Well, see it like that:
Somewhere in the CSA, a US army convoy is stopped on a road by a single man standing on its path, a confederate sheriff from the look. The sheriff's car is parked on the side of the road... on the wrong side. Something is off.
The American soldiers are very nervous, everyone has a rifle or a pistol ready to fire; all those ambushes...
Then, an American officer and his escort step out of the armored car leading the convoy.
- What are you doing?! Get off my road !!
- I'm sorry sir, I don't mean no disrespect to an officer of the United States army like you. It's just, you see, we have a new law that requires driving on the left side of the road. You understand, we would not want accidents to happen with all these people driving left now, would you?
- Wh... What? What law? When?
- The governor signed it this very morning, sir.
- Are you kidding ...
In the distance, cars are seen approaching on the same lane...
The railroads are under the US army regulations and jurisdiction for now, but what of the roads? If they have not been explicitly put under their jurisdiction, such a loophole could enable the Confederates to annoy these '
damned right-hand driving Yankees' at every turn.

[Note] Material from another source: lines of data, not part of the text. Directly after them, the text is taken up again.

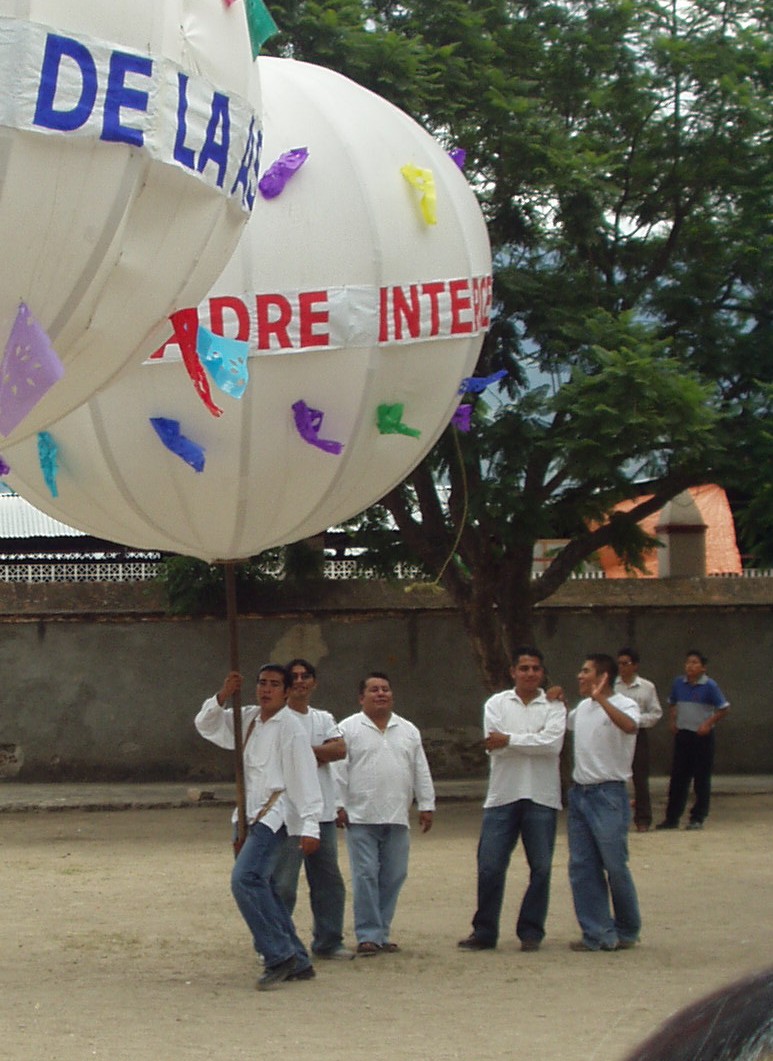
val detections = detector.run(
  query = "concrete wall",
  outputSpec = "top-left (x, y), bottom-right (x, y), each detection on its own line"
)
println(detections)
top-left (0, 579), bottom-right (773, 781)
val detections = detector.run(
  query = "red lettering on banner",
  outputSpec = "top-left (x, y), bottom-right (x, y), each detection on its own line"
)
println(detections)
top-left (256, 295), bottom-right (293, 350)
top-left (392, 283), bottom-right (421, 342)
top-left (298, 291), bottom-right (330, 347)
top-left (421, 280), bottom-right (445, 335)
top-left (209, 295), bottom-right (249, 343)
top-left (379, 288), bottom-right (389, 343)
top-left (449, 280), bottom-right (473, 335)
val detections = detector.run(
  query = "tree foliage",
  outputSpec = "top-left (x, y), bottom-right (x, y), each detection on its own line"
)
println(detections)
top-left (265, 0), bottom-right (773, 685)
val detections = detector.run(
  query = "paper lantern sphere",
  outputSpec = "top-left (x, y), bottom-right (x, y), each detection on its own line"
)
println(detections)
top-left (0, 0), bottom-right (260, 440)
top-left (2, 57), bottom-right (491, 560)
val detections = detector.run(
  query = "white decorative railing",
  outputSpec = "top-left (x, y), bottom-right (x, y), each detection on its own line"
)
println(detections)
top-left (0, 557), bottom-right (773, 584)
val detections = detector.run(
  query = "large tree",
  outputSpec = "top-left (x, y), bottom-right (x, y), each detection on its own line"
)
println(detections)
top-left (265, 0), bottom-right (773, 685)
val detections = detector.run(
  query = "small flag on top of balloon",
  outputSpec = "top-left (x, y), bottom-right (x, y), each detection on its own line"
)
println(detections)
top-left (459, 368), bottom-right (508, 395)
top-left (0, 302), bottom-right (65, 436)
top-left (400, 162), bottom-right (438, 225)
top-left (244, 0), bottom-right (279, 58)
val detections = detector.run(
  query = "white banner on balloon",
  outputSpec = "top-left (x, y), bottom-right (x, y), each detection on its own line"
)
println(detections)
top-left (0, 18), bottom-right (262, 211)
top-left (146, 275), bottom-right (492, 363)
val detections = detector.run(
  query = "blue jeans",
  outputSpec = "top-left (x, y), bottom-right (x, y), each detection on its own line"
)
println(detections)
top-left (473, 799), bottom-right (558, 946)
top-left (231, 821), bottom-right (311, 970)
top-left (274, 821), bottom-right (346, 954)
top-left (567, 781), bottom-right (642, 951)
top-left (347, 825), bottom-right (410, 944)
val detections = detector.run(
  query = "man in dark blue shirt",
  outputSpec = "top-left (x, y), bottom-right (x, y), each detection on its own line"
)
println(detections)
top-left (655, 648), bottom-right (730, 829)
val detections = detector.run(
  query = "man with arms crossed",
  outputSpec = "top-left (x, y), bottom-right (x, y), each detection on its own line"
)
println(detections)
top-left (274, 659), bottom-right (354, 958)
top-left (459, 645), bottom-right (566, 951)
top-left (566, 653), bottom-right (642, 951)
top-left (615, 647), bottom-right (663, 833)
top-left (195, 663), bottom-right (322, 991)
top-left (336, 671), bottom-right (435, 957)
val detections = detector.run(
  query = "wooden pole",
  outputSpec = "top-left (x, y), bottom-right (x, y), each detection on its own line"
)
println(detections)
top-left (224, 560), bottom-right (247, 848)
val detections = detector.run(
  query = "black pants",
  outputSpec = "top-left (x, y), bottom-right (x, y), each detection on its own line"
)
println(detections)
top-left (632, 730), bottom-right (652, 829)
top-left (666, 730), bottom-right (714, 825)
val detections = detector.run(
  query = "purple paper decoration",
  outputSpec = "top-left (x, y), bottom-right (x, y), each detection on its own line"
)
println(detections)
top-left (0, 302), bottom-right (65, 436)
top-left (449, 147), bottom-right (467, 170)
top-left (451, 405), bottom-right (472, 434)
top-left (151, 416), bottom-right (205, 472)
top-left (258, 147), bottom-right (309, 198)
top-left (459, 368), bottom-right (508, 395)
top-left (293, 401), bottom-right (344, 455)
top-left (37, 431), bottom-right (59, 498)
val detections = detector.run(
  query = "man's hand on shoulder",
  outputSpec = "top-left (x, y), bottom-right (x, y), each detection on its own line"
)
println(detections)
top-left (217, 671), bottom-right (242, 707)
top-left (298, 836), bottom-right (319, 855)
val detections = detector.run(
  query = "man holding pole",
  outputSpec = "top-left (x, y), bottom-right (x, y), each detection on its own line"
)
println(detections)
top-left (195, 663), bottom-right (322, 991)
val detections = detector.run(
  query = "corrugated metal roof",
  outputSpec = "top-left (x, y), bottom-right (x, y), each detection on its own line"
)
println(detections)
top-left (0, 493), bottom-right (86, 539)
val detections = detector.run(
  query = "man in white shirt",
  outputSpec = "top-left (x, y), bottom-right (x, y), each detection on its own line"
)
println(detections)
top-left (615, 647), bottom-right (663, 833)
top-left (195, 663), bottom-right (322, 991)
top-left (336, 672), bottom-right (435, 957)
top-left (566, 653), bottom-right (642, 951)
top-left (459, 645), bottom-right (566, 951)
top-left (274, 658), bottom-right (354, 958)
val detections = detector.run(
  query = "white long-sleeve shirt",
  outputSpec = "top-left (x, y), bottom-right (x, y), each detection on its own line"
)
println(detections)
top-left (484, 689), bottom-right (566, 810)
top-left (335, 711), bottom-right (435, 825)
top-left (195, 696), bottom-right (322, 837)
top-left (566, 693), bottom-right (639, 785)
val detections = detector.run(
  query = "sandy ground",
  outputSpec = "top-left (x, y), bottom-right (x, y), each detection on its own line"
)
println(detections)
top-left (0, 795), bottom-right (773, 1061)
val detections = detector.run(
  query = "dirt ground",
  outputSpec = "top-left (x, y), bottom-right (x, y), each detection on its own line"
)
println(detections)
top-left (0, 795), bottom-right (773, 1061)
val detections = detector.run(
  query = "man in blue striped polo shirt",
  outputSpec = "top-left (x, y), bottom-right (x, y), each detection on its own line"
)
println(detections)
top-left (655, 648), bottom-right (730, 829)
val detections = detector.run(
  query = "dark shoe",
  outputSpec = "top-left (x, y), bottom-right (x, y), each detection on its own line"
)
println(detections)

That's silly, but I read an anecdot about the German occupation of northern France in the Great War, where it was required to take off your hat in respect when in presence of Germans... and people just stopped wearing hats.
Silly spiting so, taken to a whole new level.
May be part of a wider strategy of making American occupation every bit as embarassing, annoying and frustrating as can be, like the Germans did when France and Belgium occupied the Ruhr in 1923.
The Democrats don't have to be bothered opposing it.
But my point is more about the initial reaction from the public after. Precisely because it would be one of the most visible measures by the Root administration, it would be resented as technocratic overreach, even though metrication has been simmering for a couple decades now.
Said otherwise, if the metrication law was passed a few years later, during the 1920s, under the Democrats, noone would bother, and most people would say it makes great sense, it's a natural evolution. But make it pass under Root, and the same people would say, perhaps Roosevelt papers would title it like : "
what's he doing bothering us with his meters, that damn Liberal technocratic snob?!!".